Ci sono momenti nella giornata in cui scrivere diventa un piacere. Per me il caffè non è un piacere.
Ah, incauto che passi da queste parti e ti prendi anche la briga di leggere le poche cazzate che ogni tanto decido di pubblicare. Bada bene, eh. Non mi assumo responsabilità alcuna per eventuali danni a cose e persone. Parliamoci chiaro.
Ma veniamo al dunque. Vorrei usarvi come cavie per un piccolo esperimento. Perchè quelle facce? Non preoccupatevi. Non farà male. Non troppo, almeno.

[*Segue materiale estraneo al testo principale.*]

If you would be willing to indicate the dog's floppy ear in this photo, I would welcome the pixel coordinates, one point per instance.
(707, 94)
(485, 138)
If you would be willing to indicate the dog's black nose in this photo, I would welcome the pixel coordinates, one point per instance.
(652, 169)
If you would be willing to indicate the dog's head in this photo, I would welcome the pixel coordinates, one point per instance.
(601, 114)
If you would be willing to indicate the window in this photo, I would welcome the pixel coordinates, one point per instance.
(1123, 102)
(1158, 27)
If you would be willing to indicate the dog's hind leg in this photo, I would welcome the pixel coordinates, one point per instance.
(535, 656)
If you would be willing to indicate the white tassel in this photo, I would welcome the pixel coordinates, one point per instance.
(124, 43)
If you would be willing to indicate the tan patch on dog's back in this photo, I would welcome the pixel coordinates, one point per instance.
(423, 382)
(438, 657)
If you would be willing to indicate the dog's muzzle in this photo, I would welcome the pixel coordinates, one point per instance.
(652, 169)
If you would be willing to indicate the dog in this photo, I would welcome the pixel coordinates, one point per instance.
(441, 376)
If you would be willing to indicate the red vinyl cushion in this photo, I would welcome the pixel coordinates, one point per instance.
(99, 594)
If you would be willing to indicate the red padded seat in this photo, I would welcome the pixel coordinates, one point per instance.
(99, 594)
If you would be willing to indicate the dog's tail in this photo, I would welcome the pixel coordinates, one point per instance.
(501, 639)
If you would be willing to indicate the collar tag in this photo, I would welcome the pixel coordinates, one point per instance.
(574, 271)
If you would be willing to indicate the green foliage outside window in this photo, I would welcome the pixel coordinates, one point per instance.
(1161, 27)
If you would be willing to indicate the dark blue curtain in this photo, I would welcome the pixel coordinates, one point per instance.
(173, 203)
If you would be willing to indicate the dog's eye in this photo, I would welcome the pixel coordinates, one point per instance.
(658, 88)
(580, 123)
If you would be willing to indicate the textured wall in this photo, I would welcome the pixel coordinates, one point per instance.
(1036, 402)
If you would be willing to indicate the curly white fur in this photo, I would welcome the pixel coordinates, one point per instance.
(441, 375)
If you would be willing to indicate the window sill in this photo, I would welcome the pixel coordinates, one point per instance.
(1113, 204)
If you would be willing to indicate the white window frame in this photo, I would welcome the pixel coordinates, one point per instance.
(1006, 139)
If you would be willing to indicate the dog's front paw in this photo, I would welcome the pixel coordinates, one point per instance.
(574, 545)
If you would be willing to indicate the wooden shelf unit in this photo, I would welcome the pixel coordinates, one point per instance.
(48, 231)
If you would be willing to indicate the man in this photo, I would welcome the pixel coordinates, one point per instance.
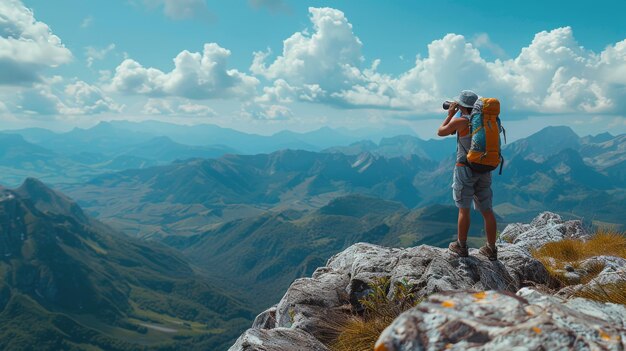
(467, 184)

Leggete e ditemi che ne pensate.
Il viottolo era disseminato di stelle cadute. Saltellava da una pozzanghera all’altra, le braccia al cielo. Rideva. La pioggia non accennava a smettere, ma lui rideva. Non aveva bisogno d’altro. Le gocce tamburellavano sui ciottoli. Girò vorticosamente su se stesso, scivolando più volte. Cadde, e si ritrovo faccia al cielo. Strizzò gli occhi.
No, è già finito? Sì. In parte, è la bozza di una seconda bozza rielaborata. Avevo bisogno di scrivere qualcosa. So benissimo che posso anche smettere di picchiettare su ‘sti tasti, se quello che riesco a ricavarne sono quelle quattro righe, ma che dirvi. Pazienza.